Wednesday, February 19, 2020

Bob's Cinema Diary: 2/14/20 -- The Woman Who Loves Giraffes and Olympic Dreams

The Woman Who Loves Giraffes
Even as a child, Anne Innis Dagg loved giraffes. Dagg becomes the subject of director Alison Reid's The Woman Who Loves Giraffes, a documentary about Innis' life that conflates biography with the story of how giraffes are becoming an endangered animal. After college, Dagg traveled to South Africa where she was able to observe giraffes and keep detailed records of their behavior. She became an expert on giraffes and tried to parley her knowledge into a professorship at The University of Guelph in Canada. She was denied tenure. Reid couples the story of giraffes with Dagg's struggle to establish herself in a zoology world ruled by men. Without the benefit of a university attachment, she was left to fight a legal battle with the university and to write independently. Fortunately, Reid had access to 16 mm footage that Dagg shot in 1956, the year of her first trip to Africa.
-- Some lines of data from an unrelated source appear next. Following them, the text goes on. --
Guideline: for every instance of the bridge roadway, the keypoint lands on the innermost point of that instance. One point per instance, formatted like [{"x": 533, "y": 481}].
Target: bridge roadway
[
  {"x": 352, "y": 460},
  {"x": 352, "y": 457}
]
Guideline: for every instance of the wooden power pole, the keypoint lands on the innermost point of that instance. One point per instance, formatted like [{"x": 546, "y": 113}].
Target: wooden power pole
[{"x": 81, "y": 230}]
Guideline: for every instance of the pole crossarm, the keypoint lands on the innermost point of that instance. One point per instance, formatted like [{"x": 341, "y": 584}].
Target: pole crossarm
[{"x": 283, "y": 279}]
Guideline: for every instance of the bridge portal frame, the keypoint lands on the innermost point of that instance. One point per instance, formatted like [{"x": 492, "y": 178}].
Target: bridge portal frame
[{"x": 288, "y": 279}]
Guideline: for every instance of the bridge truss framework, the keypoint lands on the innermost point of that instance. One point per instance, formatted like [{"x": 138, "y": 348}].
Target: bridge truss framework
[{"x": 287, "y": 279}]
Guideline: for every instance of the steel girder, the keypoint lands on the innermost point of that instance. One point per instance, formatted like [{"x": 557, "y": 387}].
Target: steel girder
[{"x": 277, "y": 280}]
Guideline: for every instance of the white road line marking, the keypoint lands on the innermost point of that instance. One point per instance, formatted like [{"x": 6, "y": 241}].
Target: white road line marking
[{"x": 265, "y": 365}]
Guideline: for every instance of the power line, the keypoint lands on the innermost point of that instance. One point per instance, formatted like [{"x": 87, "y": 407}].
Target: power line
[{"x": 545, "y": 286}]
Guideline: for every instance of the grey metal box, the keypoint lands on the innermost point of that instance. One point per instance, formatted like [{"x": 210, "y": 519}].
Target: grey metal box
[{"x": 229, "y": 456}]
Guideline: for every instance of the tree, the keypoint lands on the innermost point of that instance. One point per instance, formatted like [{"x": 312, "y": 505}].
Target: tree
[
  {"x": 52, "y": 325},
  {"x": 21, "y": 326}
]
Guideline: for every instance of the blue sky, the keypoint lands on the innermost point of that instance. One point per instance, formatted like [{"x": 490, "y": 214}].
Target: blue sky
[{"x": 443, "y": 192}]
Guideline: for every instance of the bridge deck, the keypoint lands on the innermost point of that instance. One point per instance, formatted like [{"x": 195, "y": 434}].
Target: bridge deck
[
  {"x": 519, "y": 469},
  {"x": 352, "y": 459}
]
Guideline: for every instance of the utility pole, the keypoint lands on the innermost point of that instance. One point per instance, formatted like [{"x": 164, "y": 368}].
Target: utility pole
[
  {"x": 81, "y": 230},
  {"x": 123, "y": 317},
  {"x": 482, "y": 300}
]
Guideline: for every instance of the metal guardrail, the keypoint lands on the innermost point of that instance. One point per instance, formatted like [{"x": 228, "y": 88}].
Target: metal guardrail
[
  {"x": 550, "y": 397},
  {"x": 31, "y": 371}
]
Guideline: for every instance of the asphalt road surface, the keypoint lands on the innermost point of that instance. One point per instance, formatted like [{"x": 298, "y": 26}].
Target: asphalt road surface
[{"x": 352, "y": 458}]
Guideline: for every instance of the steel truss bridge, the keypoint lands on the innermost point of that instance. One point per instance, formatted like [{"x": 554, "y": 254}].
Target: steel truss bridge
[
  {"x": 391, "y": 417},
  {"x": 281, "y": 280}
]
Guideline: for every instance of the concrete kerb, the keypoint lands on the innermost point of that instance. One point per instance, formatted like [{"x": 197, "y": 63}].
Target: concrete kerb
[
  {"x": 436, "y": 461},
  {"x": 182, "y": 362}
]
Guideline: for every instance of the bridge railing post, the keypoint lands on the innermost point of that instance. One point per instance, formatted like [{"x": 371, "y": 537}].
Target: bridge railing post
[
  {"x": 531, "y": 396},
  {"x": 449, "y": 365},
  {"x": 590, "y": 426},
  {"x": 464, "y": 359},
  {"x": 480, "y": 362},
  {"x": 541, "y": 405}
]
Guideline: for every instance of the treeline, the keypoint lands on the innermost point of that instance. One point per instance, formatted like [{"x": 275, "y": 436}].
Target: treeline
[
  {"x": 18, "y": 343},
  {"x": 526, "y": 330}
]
If you're interested in wildlife and would like to see it preserved, Reid's documentary has plenty to offer. It also works as the biography of a woman who followed her interests and refused to be deterred by misogyny. And, yes, the giraffes are fascinating to observe.

Olympic Dreams

This unsatisfying romantic comedy takes place against the backdrop of the 2018 Olympic Winter Games in Pyeongchang, South Korea. Director Jeremy Teicher sets his story at the real games which make this a case in which the movie's background seems more interesting than its principal characters. Alexi Pappas, who competed in the 2016 Olympics as a long-distance runner, plays Penelope a cross-country skier from the US. Nick Kroll portrays Ezra, a dentist who has volunteered to work at the Olympics. The need for dentistry seems negligible, which means Ezra has a lot of free time. So does Penelope who loses early and is left to wander around the grounds with nothing much in mind. The two meet and talk (uninterestingly, I'm afraid) as Teicher's cameras wander through the Olympic village and later the city of Pyeongchang. Neither Penelope nor Ezra are particularly intriguing and the movie crosses the finish line without creating much by way of romantic charge. Nor does it really explore the alienation and need that can arise when people are adrift in unfamiliar surroundings.